Dediğim şey hiç de o kadar saçma değil: üretken bir sürece katılmış bir şair ya da müzisyen –eğer kendisi bütünüyle bir üniversiteye ya da konservatuara bağlanmış değilse– onu üretene kadar ne ürettiğini asla bilmez. Kendi üretimlerinde intihar ya da deliliğe varma noktasının üstesinden gelmiş bütün yaratıcıların muazzam bir listesini yapabiliriz.
Konumuza dönersek, benim görüşüme göre, devrim fikri süreç fikri ile tanımlanır. Var olmayan bir şeyi üretmektir, şeylerin, düşüncelerin ve duyarlılıkların tam olarak varlıkları içinde bir tekillik üretmektir. Bilinçsiz toplumsal alanda, söylemin ötesindeki bir düzeyde, mutasyonlara sebep olan bir süreçtir. Biz bunu bir varoluşsal tekilleşme süreci olarak adlandırırdık. Sorun tekil süreçlerin, onları bir çalışmada, bir metinde, birisiyle ya da başkalarıyla birlikte bir hayat tarzında, ya da yaşam alanlarının veya yaratılacak özgürlüklerin keşfinde açıkça ifade ederek desteklenmesinin nasıl sağlanacağıdır.

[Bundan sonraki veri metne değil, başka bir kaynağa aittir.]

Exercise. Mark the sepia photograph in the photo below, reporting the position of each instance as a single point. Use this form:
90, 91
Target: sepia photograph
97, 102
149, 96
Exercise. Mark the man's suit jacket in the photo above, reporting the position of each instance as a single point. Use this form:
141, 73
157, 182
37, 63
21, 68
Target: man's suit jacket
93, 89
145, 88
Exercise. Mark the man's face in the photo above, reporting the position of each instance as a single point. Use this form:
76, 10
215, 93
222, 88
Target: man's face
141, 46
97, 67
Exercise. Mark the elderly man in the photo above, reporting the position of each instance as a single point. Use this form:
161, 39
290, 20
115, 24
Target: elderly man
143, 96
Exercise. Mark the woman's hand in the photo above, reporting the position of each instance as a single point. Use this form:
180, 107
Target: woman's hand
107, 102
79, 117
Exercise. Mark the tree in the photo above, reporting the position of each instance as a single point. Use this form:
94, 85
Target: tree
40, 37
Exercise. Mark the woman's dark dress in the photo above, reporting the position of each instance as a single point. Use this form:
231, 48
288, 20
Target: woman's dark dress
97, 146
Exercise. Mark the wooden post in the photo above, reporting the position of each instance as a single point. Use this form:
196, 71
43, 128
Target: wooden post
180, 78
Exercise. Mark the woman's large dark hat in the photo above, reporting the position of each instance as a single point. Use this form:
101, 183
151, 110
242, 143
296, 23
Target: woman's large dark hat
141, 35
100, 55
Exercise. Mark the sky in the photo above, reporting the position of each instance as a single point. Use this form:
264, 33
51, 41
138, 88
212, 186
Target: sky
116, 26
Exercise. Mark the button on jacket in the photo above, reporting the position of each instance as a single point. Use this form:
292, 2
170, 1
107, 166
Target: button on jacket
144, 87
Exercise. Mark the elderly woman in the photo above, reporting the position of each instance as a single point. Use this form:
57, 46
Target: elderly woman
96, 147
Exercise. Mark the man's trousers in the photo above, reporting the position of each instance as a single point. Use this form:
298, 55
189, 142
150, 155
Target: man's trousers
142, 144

Ancak bugünlerde insanlar, “devrimci” sözcüğünün belirli durumları ve projeleri tarif etmekte kullanıldığını pek duymuyor. Devrimci ne anlama geliyor? Mesela bir projenin, Troçkist kavrayışta olduğu gibi sürekli devrimci olması mümkün mü? Bu açıkçası sözcükler üzerinde otomatik bir oyundur, çünkü tanım gereği devrim sürekli olamaz: o, bir sürecin içinde bir tersine çevrilemezlik anı olarak tanımlayabileceğimiz belirli bir dönüşüm anıdır. Benim buradaki yerim bu konuda ders vermek değil, fakat tersine çevrilemez süreçlerin çalışılması bilimde önemli bir teorik problemdir, özellikle de termodinamik alanında. O halde, bir süreci, eğer tersine çevrilemez bir gidişat alıyorsa ve bundan ötürü, buna onun tarihi emsalsiz şekilde yazdığını da ekleyebiliyorsak, devrimci olarak adlandırabiliriz.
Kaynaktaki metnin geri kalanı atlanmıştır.